General oro pharyngeal airways (OPA) installation
techniques.
- always maintain servical immobilization in patients with suspected cervical fractures.
- select a suitable OPA size, by measuring it according to the angle of the mouth to the patient's external auditivus.
- open the patient's mouth with a Chin lift maneuver or cross finger technique (scissor tchnique).
- insert the tangue on the patient's tongue, far enough to press the tongue
- insert the posterior OPA gently gliding over the tongue until the retaining wing stops at the patient's lips.
- OPA should not push the tongue so that it clogs the airway
- pull tongue spatel
- OPA should not be plastered to prevent vomiting stimulation in patients who experience an increased status of consciousness.

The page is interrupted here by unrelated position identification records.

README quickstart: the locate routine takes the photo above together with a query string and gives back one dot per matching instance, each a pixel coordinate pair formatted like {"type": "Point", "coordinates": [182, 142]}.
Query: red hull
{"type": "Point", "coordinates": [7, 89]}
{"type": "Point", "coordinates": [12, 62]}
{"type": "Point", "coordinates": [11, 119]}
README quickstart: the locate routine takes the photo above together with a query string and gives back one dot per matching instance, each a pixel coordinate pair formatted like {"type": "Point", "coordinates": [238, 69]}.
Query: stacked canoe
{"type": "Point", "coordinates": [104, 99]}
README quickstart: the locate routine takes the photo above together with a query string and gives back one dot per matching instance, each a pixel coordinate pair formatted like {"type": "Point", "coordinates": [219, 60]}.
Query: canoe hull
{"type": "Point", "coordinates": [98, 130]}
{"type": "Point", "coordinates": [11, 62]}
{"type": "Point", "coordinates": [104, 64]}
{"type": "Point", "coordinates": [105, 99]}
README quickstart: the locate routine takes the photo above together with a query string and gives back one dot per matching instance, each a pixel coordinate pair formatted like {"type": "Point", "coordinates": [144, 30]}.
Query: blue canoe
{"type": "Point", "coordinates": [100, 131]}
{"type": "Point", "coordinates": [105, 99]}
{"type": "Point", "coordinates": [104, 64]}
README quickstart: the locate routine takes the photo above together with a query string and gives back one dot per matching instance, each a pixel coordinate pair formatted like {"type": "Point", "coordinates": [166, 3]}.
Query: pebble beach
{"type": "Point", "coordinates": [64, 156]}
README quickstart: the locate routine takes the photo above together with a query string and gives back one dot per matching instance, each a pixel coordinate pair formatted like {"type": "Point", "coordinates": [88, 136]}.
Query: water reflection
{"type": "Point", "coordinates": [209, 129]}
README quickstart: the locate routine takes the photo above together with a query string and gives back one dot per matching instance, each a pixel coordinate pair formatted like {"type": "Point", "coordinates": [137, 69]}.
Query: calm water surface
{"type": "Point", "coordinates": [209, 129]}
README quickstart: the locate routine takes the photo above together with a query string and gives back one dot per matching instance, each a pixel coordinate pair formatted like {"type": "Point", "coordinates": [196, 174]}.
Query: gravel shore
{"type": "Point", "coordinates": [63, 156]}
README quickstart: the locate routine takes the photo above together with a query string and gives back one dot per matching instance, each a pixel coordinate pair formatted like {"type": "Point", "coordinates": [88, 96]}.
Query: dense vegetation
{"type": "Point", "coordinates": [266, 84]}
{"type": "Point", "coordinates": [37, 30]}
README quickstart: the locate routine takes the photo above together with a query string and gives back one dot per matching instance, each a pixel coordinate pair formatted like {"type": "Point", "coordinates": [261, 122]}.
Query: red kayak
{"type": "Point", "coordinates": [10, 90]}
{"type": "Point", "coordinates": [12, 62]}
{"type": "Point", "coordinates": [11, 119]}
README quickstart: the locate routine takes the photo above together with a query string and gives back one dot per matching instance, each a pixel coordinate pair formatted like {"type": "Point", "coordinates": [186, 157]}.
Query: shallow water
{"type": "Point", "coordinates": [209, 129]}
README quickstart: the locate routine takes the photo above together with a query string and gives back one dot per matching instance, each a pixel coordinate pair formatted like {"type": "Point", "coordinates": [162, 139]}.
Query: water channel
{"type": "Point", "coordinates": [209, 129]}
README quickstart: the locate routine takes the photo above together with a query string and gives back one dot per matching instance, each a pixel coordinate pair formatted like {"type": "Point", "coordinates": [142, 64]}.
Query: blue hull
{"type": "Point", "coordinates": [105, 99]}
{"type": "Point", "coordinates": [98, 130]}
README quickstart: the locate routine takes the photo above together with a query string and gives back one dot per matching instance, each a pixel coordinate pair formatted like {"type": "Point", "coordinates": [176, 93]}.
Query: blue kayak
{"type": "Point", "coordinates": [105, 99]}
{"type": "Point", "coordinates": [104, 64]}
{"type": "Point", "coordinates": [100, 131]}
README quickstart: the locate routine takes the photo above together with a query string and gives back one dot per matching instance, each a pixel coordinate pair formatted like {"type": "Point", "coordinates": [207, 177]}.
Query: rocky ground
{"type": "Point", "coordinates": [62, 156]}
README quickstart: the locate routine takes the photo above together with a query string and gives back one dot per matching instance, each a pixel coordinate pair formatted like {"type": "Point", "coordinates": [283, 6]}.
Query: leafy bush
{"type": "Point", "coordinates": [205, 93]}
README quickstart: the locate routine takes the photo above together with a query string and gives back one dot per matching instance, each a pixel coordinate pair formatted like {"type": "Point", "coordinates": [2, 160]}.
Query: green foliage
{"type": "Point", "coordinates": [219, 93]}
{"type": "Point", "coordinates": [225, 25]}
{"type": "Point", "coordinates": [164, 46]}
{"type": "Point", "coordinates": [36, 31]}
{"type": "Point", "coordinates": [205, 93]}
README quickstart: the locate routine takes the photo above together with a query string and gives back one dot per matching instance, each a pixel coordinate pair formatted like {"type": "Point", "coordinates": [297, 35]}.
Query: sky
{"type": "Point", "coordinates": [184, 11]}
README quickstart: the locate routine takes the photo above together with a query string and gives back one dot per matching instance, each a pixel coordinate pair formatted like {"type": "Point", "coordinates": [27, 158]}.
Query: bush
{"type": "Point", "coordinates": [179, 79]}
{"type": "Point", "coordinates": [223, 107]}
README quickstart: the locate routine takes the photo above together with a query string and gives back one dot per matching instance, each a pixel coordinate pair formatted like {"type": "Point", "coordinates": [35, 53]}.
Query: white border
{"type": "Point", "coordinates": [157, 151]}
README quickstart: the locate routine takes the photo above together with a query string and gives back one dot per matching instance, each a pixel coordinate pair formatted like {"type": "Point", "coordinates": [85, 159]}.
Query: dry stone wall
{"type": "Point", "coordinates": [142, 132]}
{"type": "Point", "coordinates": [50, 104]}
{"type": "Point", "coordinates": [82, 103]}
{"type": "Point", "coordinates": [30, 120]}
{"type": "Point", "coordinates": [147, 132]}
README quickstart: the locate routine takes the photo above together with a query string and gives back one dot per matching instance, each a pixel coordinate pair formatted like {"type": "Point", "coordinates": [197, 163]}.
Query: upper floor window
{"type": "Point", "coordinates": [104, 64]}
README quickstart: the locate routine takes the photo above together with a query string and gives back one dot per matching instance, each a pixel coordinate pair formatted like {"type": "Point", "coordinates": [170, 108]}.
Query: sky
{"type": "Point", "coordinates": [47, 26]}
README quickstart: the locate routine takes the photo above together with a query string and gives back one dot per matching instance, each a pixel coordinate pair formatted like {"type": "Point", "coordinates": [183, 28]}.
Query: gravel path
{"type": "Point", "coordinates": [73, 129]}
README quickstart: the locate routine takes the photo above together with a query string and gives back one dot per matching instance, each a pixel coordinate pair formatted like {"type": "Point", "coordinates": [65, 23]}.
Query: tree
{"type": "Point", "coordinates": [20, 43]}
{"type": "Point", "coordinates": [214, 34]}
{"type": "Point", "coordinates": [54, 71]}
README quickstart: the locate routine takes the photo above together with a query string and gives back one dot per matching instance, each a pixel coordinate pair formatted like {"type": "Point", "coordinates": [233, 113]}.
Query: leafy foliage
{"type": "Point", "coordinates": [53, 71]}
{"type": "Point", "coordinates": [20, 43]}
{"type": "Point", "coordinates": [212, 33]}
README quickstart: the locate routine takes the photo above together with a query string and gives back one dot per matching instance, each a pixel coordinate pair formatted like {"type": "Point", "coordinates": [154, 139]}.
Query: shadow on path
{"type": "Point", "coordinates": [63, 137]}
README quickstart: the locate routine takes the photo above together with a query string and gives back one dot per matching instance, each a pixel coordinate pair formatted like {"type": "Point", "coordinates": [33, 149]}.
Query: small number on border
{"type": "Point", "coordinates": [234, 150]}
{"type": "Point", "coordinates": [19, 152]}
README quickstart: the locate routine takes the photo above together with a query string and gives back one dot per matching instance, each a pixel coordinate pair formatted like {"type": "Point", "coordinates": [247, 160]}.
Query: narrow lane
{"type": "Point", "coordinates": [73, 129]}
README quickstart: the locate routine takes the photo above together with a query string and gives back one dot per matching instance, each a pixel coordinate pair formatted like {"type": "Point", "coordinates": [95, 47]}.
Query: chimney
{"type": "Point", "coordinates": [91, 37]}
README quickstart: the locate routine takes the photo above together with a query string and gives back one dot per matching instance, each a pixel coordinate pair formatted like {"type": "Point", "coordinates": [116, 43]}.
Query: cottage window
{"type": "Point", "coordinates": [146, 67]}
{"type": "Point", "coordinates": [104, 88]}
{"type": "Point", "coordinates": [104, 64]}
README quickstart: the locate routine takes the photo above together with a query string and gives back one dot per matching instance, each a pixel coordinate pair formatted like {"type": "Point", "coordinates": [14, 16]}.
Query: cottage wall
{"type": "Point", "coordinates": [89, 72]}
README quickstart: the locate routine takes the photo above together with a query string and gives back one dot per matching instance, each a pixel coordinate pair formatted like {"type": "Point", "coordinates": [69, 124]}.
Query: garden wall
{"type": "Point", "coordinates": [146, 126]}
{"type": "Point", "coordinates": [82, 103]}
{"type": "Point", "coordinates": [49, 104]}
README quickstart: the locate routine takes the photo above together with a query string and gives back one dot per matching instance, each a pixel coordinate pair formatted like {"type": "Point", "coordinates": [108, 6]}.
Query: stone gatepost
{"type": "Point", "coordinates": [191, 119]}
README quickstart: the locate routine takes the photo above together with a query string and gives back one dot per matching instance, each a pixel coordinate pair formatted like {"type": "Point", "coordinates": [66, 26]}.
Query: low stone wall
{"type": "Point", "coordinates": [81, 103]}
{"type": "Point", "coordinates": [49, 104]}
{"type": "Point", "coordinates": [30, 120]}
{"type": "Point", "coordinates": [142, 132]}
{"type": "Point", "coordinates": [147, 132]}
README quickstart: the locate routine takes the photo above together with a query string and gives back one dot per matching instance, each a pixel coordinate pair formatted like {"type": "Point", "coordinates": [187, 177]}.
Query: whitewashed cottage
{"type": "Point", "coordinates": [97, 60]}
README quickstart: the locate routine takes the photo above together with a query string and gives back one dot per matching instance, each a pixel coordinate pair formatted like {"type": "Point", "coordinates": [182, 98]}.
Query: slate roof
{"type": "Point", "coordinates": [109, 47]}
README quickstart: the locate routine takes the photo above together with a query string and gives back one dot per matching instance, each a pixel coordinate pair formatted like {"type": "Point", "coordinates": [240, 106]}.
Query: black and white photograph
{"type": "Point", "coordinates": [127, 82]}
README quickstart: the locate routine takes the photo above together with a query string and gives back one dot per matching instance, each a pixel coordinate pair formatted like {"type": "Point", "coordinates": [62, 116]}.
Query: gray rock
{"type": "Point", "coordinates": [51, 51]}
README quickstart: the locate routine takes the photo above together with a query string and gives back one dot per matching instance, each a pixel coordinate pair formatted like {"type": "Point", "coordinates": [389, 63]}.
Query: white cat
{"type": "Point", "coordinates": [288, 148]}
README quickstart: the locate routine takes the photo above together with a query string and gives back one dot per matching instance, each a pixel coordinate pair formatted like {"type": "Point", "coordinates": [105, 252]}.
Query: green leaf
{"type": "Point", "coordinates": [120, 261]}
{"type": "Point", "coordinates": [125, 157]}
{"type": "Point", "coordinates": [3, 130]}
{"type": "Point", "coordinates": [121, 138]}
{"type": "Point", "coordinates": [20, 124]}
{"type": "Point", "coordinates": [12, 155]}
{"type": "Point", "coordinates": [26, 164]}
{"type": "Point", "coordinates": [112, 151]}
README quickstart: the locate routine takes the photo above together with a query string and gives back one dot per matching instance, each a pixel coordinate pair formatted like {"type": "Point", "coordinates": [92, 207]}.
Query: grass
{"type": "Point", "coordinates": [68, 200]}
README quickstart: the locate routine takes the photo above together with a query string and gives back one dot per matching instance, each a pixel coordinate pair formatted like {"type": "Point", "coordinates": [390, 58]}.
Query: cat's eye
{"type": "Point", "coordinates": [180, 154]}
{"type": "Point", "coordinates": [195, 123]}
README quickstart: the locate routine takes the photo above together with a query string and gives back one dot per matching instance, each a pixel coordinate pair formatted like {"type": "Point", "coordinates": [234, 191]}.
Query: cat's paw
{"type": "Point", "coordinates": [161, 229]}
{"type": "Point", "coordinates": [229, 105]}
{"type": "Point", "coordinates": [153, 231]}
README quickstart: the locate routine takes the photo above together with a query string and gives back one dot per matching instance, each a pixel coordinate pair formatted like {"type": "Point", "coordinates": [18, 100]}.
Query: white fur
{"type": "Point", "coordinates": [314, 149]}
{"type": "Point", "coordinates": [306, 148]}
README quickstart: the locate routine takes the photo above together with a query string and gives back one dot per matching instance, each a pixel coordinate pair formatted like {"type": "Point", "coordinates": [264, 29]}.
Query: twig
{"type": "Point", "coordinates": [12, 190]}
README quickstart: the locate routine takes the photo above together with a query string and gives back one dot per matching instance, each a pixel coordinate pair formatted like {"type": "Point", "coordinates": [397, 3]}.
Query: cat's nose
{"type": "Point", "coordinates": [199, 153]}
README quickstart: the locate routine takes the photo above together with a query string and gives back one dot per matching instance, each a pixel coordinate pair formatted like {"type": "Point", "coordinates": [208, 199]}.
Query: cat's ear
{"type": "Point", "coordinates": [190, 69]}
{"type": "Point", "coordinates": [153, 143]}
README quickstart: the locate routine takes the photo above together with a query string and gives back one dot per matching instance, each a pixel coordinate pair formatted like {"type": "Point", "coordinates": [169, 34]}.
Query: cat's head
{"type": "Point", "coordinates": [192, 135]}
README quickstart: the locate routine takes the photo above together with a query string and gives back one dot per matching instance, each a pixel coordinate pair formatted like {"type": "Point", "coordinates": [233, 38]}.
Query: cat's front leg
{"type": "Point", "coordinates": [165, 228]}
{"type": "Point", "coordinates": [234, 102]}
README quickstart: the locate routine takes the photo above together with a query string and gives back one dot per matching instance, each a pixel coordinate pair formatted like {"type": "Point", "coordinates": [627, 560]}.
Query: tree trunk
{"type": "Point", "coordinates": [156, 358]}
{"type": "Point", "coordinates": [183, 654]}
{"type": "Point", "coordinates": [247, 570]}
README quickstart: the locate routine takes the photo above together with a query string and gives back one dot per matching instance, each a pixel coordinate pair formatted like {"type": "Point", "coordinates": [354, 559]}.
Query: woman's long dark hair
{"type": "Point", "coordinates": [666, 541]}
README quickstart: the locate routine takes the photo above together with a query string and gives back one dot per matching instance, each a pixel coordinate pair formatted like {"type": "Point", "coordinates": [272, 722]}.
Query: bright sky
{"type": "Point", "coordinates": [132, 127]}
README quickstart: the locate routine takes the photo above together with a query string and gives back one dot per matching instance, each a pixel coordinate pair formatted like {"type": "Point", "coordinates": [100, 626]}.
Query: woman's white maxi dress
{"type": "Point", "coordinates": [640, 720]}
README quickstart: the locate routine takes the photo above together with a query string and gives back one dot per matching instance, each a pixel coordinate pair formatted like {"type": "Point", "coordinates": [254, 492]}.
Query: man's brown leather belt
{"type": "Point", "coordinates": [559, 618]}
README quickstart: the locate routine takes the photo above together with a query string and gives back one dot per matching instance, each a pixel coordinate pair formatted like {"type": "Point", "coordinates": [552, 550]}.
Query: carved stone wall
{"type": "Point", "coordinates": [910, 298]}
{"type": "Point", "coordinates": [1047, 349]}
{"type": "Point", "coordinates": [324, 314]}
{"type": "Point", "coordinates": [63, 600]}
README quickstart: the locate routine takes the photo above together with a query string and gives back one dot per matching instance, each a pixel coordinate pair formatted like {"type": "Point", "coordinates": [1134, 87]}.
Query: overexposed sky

- Naso pharyngeal airway (NPA) installation
This action is done by inserting a tool in one of the
nostrils and passing it carefully to the posterior oropharynx. in patients who
still have a response, the installation of NPA is more appropriate than OPA
because it is smaller in causing vomiting stimulation.
General NPA Installation Techniques
- select the appropriate NPA size, the length of the NPA is measured from the nostril to the ear and the diameter of the NPA is measured by comparing the NPA with the little finger of the patient.
- lubricate NPA with jelly to easily insert it.
- enter the NPA through the right nostril, along the septal wall to the specified size. if there are prisoners pull back and try to enter it again through the nostril next to it. but if there are still prisoners do not force to enter the NPA.
- careful installation of NPA in suspicion of cranial base fracture, because there is a possibility of entering the skull cavity.
Anatomical blockage
Anatomical blockage is caused by respiratory tract disease
(eg diphtheria) or due to trauma that causes swelling of the airway (eg
inhalation trauma) in fires or blunt trauma to the neck.anatomical blockage
handling often requires surgical treatment by making an alternative airway
without the patient's mouth or nose.